There is an opposition, apparently, between the knower and the known. And so we talk about “facing” reality. We talk about “coming into” this world—as if somehow we didn’t belong, as if instead of being leaves growing out of a tree we were a lot of birds that had alighted on bare branches.
There is, as yet, no really serious program at the government level to do anything radical about the pollution of water, the waste of water, the pollution of air, and the general ravaging of the United States of America. I’m amazed that congressmen can pass a bill imposing severe penalties on anyone who burns the American flag, whereas they are responsible for burning that for which the flag stands: the United States as a territory, as a people, and as a biological manifestation. That is an example of our perennial confusion of symbols with realities.
Because what you really are as a body, as a living organism, is not some sort of separate existence coated by a skin which divides you from the rest of the world. Shakespeare has King John saying to Hubert: “Within this wall of flesh there is a soul counts thee her creditor.” “Within this wall of flesh:” the skin considered as a barrier, when actually, from a biological point of view, the human skin and all skins are osmotic membranes. You know, when you get something by osmosis, by sort of soaking it in. So, in the same way, one’s skin is a spongy construction full of holes. Full of communicators; nerve ends. And your skin is simply a vibrating membrane through which the so-called external world flows into you and through you. So that you yourself, actually, are not so much an entity that moves around in an environment, you are much more like a whirlpool in a stream. And, as you know, the whirlpool is constant only in its doing—that is to say, in its whirling. And you could recognize individual whirligigs in a stream. But the water is flowing through them all the time. They are never the same for a second. And so it is also with us.

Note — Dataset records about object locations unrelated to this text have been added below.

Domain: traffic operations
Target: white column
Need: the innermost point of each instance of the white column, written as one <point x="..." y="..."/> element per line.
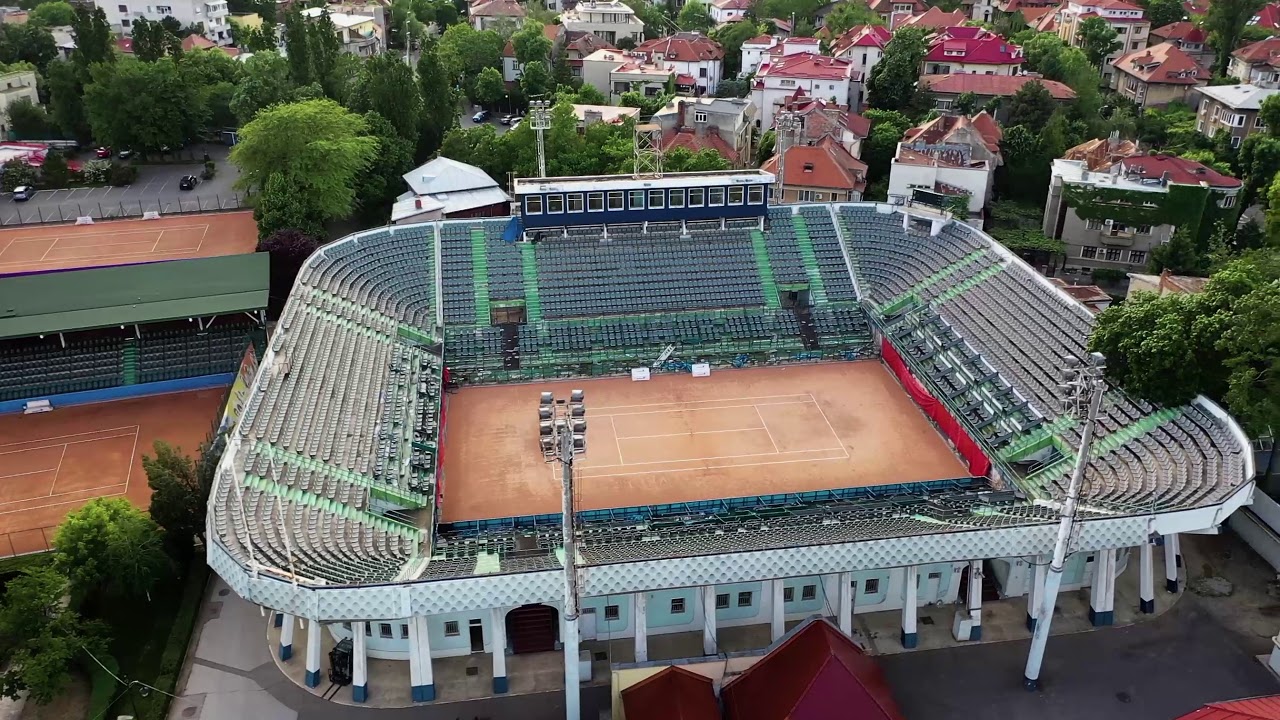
<point x="498" y="643"/>
<point x="1146" y="578"/>
<point x="909" y="606"/>
<point x="777" y="613"/>
<point x="287" y="637"/>
<point x="709" y="645"/>
<point x="640" y="611"/>
<point x="1037" y="572"/>
<point x="846" y="604"/>
<point x="314" y="654"/>
<point x="359" y="664"/>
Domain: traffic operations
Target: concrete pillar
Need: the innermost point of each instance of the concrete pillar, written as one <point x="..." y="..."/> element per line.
<point x="640" y="610"/>
<point x="709" y="645"/>
<point x="421" y="683"/>
<point x="1146" y="579"/>
<point x="359" y="664"/>
<point x="312" y="677"/>
<point x="1037" y="572"/>
<point x="777" y="615"/>
<point x="909" y="606"/>
<point x="286" y="625"/>
<point x="845" y="598"/>
<point x="1171" y="563"/>
<point x="1102" y="591"/>
<point x="498" y="642"/>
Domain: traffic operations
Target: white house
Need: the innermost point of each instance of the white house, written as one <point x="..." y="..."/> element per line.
<point x="213" y="14"/>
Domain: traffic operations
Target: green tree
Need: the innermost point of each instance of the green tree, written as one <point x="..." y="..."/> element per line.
<point x="318" y="146"/>
<point x="142" y="105"/>
<point x="1098" y="40"/>
<point x="110" y="548"/>
<point x="892" y="85"/>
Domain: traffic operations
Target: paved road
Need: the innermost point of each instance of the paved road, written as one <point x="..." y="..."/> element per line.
<point x="1152" y="670"/>
<point x="156" y="188"/>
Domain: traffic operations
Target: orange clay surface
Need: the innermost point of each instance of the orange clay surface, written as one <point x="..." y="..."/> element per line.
<point x="54" y="463"/>
<point x="117" y="242"/>
<point x="679" y="438"/>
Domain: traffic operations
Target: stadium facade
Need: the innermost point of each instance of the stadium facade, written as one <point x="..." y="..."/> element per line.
<point x="332" y="505"/>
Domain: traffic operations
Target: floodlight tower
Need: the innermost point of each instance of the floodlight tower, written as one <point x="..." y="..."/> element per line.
<point x="1082" y="379"/>
<point x="540" y="119"/>
<point x="562" y="432"/>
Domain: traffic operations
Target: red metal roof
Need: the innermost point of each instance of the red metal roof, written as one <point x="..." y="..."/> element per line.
<point x="673" y="693"/>
<point x="814" y="674"/>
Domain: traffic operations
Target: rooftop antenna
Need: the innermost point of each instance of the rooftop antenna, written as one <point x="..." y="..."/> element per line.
<point x="540" y="119"/>
<point x="1082" y="379"/>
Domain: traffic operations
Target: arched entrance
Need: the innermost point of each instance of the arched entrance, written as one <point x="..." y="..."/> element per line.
<point x="533" y="628"/>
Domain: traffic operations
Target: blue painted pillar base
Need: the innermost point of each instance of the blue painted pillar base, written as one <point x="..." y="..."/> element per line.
<point x="909" y="639"/>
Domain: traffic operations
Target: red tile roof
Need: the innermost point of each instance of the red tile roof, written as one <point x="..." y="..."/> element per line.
<point x="1164" y="63"/>
<point x="817" y="673"/>
<point x="992" y="86"/>
<point x="673" y="693"/>
<point x="1252" y="709"/>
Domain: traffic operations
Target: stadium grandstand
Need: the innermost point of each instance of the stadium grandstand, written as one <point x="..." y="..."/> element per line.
<point x="880" y="428"/>
<point x="97" y="319"/>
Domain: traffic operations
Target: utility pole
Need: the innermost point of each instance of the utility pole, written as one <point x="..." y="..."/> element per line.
<point x="1084" y="384"/>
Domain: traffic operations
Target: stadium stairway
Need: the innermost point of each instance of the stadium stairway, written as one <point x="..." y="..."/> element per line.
<point x="762" y="265"/>
<point x="817" y="292"/>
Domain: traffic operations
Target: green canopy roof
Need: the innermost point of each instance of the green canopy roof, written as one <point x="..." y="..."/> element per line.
<point x="126" y="295"/>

Imagine, for example, a university: the student body, undergraduate, changes every four years. The faculty changes every so often. The buildings keep changing more and more. What constitutes the University of California? It certainly isn’t the faculty, it isn’t the students, it isn’t the governors, it isn’t the administration, it isn’t the buildings. What is it? Why, a doing! A behavior. A university-ing process of study and experiment and so on. So it is exactly the same with you. You flow. You are a process.
Organisms don’t have bosses. They are essentially, I would say, democratic arrangements where—somehow, in a marvelous way—an enormous company of cells are working together.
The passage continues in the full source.